Il laissa donc sa camarade lui expliquer son point de vue sur les récents évènements. Rejoignant son avis quant au fait qu’ils avaient tous deux gagné quelque chose en s’ouvrant à l’autre et en laissant leur passion prendre les commandes l’espace d’une nuit, le garçon sourit de plus belle et répondit :

« Ça fait du bien de pouvoir être soi-même avec quelqu’un. De pouvoir souffler, de pouvoir penser ou dire ce que l’on pense sans crainte d’être jugé par l’autre comme nous le serions d’ordinaire. C’est ce qui me manquait, sans doute…pouvoir être moi-même avec quelqu’un, pour quelqu’un. »

Il plongea alors son regard dans les prunelles de sa compagne et, rassuré de savoir qu’elle se sentait un peu plus entière dans les yeux du maître d’armes, la réciproque étant on ne peut plus vraie, le colosse ne put qu’ajouter un simple et franc :

« Merci. »

Une fois encore ils s’embrassèrent et se laissèrent aller à la passion la plus simple et la plus pure, remettant le couvert une énième fois avant de se rallonger sur la couche, le souffle rapide et régulier comme preuve d’un récent effort physique. Insatiables ? Sans doute, mais surtout très endurants. On ne devenait pas maître d’armes en négligeant sa forme physique. Et bientôt la conversation prit une tournure pour le moins inattendue lorsque la demoiselle à la crinière de feu demanda à son colossal ami s’il voulait partager la navette avec elle pour se rendre sur Coruscant. Surpris par cette proposition, Lorn trouva bien vite cette demande raisonnable, sensée et surtout plais ante. Passer un peu plus de temps avec sa bien-aimée avant d’être séparés par les aléas du devoir : autant en profiter jusqu’au bout, n’est-ce pas ? Il répondit alors :

« J’accepte avec joie. Ça m’évitera de devoir me contenter des pilotes comme seuls interlocuteurs.
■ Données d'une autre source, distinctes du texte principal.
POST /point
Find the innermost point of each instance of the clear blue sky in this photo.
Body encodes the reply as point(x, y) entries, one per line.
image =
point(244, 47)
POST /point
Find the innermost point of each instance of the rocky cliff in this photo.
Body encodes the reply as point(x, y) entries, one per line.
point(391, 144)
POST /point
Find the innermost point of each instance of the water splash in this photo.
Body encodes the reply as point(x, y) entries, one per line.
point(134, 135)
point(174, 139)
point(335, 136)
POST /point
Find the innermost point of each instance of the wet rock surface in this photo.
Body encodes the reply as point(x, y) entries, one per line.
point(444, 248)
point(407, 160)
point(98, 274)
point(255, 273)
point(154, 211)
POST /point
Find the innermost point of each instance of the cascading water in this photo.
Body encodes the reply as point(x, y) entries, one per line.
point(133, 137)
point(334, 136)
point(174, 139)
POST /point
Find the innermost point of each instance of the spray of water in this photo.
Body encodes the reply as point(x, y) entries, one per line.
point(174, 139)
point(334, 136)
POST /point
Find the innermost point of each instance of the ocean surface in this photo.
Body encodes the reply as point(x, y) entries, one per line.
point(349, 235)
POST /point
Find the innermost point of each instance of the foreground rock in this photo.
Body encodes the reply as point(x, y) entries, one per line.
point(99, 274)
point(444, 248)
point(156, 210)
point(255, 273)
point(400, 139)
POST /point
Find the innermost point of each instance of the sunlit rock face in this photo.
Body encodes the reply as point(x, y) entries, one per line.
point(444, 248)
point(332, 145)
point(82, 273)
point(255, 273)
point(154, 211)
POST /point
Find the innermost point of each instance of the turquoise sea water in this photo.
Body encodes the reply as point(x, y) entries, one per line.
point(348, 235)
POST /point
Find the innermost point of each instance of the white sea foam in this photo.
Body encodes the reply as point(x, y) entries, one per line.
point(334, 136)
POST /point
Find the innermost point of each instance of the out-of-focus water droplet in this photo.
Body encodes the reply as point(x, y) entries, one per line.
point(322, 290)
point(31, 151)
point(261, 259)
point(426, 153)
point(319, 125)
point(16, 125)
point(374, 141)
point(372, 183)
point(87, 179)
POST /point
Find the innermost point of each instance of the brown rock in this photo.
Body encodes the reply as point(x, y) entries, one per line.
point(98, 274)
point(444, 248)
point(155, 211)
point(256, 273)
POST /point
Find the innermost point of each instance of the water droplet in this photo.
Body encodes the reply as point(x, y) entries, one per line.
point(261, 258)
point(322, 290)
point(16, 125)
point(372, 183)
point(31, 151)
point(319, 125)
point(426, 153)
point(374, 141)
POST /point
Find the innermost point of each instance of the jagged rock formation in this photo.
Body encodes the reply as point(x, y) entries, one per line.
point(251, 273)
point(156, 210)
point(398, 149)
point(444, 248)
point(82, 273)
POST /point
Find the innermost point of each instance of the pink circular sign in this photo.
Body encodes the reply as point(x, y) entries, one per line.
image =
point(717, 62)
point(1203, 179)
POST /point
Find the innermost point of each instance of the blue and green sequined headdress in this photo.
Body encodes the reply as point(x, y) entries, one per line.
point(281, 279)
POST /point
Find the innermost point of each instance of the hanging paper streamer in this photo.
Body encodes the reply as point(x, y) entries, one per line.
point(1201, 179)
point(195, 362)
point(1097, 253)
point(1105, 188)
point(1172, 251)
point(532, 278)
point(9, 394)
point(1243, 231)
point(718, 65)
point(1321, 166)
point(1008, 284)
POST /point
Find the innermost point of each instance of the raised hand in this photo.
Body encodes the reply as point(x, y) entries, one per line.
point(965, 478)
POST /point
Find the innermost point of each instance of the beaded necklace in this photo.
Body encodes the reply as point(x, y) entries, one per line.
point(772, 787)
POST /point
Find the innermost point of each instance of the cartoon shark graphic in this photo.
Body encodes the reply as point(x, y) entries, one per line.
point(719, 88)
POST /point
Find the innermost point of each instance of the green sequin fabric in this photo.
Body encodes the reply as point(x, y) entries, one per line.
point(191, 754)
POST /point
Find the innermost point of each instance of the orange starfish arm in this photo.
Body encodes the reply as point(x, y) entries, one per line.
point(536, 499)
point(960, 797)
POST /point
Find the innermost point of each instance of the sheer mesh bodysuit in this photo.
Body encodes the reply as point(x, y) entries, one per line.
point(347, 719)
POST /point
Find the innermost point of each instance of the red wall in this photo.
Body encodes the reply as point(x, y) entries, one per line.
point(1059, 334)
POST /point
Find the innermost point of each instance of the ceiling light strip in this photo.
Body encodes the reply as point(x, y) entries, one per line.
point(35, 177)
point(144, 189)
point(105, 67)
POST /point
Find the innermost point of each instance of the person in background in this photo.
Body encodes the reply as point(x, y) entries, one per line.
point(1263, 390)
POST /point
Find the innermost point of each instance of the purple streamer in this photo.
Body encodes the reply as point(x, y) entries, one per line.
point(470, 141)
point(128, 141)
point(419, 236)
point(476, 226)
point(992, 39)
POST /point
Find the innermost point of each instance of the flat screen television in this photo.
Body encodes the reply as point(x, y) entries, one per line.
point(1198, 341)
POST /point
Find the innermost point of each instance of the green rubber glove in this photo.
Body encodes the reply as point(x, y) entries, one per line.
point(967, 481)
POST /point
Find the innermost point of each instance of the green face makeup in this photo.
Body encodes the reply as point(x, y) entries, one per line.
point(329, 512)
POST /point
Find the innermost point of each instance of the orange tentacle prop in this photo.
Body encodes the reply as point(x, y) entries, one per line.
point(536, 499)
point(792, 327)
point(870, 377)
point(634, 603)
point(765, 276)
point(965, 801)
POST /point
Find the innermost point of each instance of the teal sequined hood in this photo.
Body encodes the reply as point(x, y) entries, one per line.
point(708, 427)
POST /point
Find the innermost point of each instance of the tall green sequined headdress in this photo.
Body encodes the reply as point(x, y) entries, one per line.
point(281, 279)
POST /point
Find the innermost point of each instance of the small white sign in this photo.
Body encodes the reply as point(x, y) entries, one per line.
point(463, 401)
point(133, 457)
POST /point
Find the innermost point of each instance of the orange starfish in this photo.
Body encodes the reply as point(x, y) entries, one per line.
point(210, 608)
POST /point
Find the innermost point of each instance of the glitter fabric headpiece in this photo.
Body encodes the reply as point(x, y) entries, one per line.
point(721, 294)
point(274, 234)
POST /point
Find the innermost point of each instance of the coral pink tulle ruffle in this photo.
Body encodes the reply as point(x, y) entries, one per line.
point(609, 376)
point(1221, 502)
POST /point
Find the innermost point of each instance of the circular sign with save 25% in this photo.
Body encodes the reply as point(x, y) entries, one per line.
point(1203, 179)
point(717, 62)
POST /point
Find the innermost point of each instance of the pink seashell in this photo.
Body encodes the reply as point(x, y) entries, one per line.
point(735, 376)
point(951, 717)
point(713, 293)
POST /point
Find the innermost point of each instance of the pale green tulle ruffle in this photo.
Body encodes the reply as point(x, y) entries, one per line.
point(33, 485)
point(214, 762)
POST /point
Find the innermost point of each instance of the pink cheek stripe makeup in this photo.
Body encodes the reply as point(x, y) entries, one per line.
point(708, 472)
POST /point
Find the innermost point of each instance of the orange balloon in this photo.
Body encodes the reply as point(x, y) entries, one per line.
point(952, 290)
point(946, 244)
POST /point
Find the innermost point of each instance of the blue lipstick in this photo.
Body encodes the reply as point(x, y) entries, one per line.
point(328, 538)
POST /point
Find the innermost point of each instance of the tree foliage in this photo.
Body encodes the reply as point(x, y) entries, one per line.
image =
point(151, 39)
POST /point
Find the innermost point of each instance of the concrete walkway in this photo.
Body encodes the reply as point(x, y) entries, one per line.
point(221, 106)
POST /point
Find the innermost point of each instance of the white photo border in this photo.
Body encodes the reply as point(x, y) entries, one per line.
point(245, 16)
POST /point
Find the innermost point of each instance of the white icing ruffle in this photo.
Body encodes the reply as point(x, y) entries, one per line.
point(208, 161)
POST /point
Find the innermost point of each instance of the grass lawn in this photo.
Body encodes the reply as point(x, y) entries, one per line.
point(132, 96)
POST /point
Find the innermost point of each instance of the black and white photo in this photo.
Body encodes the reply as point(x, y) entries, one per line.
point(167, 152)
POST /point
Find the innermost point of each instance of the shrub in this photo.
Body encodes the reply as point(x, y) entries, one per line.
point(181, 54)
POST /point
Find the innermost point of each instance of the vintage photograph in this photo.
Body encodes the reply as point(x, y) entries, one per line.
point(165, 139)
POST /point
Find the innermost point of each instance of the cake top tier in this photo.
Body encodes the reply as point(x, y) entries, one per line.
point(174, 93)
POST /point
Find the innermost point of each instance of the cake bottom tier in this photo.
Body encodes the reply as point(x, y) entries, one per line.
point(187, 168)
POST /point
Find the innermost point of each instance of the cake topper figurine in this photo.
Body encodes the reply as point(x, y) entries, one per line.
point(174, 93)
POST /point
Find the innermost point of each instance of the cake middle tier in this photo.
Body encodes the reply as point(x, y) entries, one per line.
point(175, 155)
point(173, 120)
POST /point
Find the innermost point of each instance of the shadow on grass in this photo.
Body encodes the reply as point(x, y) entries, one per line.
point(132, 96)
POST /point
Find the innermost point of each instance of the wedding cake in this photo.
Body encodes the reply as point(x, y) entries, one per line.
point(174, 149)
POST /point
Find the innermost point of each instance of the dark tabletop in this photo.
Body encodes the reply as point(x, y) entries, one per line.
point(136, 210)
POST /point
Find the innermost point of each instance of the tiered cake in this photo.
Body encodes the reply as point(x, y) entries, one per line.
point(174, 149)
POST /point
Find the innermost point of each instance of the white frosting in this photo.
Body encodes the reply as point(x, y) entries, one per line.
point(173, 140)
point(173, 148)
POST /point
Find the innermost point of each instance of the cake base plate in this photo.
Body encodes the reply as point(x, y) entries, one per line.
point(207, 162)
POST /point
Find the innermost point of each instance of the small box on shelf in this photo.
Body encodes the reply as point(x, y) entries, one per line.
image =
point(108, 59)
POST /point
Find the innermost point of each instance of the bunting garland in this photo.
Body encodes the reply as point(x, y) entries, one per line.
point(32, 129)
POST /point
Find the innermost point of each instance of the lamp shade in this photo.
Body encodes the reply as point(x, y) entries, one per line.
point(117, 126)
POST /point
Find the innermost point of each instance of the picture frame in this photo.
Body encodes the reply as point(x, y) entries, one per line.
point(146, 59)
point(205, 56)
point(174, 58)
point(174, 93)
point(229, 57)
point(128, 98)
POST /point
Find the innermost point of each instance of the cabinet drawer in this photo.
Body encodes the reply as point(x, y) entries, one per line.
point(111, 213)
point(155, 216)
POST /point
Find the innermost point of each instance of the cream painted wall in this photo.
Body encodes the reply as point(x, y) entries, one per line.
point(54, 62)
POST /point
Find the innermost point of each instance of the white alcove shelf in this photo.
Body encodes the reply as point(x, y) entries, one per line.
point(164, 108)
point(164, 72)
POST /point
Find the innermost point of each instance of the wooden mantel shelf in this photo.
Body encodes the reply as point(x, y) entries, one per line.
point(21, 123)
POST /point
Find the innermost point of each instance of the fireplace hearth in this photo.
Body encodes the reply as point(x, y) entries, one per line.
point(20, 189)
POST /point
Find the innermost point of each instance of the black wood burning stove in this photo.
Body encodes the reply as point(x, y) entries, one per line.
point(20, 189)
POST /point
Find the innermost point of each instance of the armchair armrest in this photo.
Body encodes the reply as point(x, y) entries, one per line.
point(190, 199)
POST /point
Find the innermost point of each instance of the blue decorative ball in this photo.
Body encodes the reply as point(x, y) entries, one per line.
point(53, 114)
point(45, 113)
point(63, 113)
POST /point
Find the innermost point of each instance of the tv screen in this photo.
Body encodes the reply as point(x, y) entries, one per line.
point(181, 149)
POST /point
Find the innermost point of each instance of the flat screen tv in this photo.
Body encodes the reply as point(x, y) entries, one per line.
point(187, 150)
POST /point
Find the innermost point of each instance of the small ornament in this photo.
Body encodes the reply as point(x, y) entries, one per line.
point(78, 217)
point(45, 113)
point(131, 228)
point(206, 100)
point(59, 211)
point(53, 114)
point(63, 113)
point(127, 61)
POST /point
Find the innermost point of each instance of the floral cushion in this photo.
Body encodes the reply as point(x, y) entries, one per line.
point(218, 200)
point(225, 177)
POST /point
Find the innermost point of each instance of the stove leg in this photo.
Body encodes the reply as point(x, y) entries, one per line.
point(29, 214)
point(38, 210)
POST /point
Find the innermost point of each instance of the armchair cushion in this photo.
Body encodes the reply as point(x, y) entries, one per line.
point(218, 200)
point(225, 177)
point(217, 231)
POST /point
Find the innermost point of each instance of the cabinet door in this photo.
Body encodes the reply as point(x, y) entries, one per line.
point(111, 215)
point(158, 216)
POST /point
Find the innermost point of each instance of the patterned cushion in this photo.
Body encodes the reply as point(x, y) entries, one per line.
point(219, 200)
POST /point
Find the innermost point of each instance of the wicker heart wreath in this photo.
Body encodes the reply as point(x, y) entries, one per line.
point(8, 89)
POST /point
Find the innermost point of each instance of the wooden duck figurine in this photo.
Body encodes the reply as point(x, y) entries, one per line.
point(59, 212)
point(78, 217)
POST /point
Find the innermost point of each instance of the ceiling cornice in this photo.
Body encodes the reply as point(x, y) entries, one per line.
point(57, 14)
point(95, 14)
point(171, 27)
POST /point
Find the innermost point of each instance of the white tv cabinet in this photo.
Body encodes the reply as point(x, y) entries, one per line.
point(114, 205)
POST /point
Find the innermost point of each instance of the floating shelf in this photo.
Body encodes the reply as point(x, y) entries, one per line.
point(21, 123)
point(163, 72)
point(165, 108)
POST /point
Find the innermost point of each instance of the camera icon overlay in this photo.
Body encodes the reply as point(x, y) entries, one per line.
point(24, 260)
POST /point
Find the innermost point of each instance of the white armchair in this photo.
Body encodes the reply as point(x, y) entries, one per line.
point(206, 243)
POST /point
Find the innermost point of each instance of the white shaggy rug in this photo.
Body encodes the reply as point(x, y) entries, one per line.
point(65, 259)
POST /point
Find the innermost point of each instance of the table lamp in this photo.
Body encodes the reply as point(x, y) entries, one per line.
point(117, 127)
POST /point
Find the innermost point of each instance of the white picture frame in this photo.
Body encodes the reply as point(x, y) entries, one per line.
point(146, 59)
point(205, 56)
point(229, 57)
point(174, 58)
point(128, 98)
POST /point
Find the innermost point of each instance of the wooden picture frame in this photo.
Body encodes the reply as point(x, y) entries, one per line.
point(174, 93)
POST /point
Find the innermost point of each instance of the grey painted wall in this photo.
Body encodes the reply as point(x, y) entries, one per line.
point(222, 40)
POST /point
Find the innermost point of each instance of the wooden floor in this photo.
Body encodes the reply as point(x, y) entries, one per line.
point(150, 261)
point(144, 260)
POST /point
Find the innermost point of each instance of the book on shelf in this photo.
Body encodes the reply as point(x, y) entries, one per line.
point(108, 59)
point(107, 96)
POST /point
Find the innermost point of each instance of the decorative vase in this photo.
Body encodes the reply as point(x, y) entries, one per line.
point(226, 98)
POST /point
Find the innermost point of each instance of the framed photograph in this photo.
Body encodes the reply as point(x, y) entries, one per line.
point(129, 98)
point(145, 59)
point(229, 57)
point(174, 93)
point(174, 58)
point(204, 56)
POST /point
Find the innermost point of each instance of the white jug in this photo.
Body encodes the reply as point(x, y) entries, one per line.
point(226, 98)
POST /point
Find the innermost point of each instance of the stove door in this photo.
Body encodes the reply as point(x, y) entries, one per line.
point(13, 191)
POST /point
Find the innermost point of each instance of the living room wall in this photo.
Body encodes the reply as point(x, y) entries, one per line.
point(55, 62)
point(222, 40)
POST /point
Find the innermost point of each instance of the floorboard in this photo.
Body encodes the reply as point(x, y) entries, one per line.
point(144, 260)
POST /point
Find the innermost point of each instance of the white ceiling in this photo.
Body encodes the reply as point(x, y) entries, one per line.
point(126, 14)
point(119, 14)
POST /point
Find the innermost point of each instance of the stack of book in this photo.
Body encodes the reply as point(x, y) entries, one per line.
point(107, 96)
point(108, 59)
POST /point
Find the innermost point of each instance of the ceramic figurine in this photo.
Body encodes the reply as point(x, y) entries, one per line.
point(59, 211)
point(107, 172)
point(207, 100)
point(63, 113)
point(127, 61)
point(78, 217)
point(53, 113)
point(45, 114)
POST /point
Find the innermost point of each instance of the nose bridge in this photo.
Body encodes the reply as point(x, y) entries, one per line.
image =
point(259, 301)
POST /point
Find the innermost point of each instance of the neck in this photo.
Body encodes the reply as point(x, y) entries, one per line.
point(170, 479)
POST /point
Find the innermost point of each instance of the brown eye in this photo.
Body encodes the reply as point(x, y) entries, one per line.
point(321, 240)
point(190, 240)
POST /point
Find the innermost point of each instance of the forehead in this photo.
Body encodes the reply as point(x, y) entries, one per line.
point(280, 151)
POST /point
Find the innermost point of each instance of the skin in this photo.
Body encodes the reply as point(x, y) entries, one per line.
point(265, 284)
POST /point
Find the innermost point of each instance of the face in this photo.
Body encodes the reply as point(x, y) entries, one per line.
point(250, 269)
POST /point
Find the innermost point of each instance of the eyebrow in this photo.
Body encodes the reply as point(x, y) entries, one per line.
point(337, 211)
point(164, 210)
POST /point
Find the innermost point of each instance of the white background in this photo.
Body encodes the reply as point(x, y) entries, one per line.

Ils ne sont généralement pas des plus causants. »

Tout cela était donc bien réglé, ils pouvaient maintenant continuer à s’accorder un peu de temps pour tous les deux. Souriant en voyant la demoiselle se diriger vers la modeste salle de bain, le garçon se leva de sa couche et lui emboîta le pas avant de fermer la porte derrière lui. Aucun d’eux ne savait de quoi demain serait fait ni quand ils auraient à nouveau l’occasion d’avoir une soirée rien qu’à eux, leur agenda serait sans doute rapidement rempli, mais ils pouvaient au moins profiter des quelques minutes ou heures qui leurs restaient pour savourer le moment…savourer la proximité avec l’être aimé.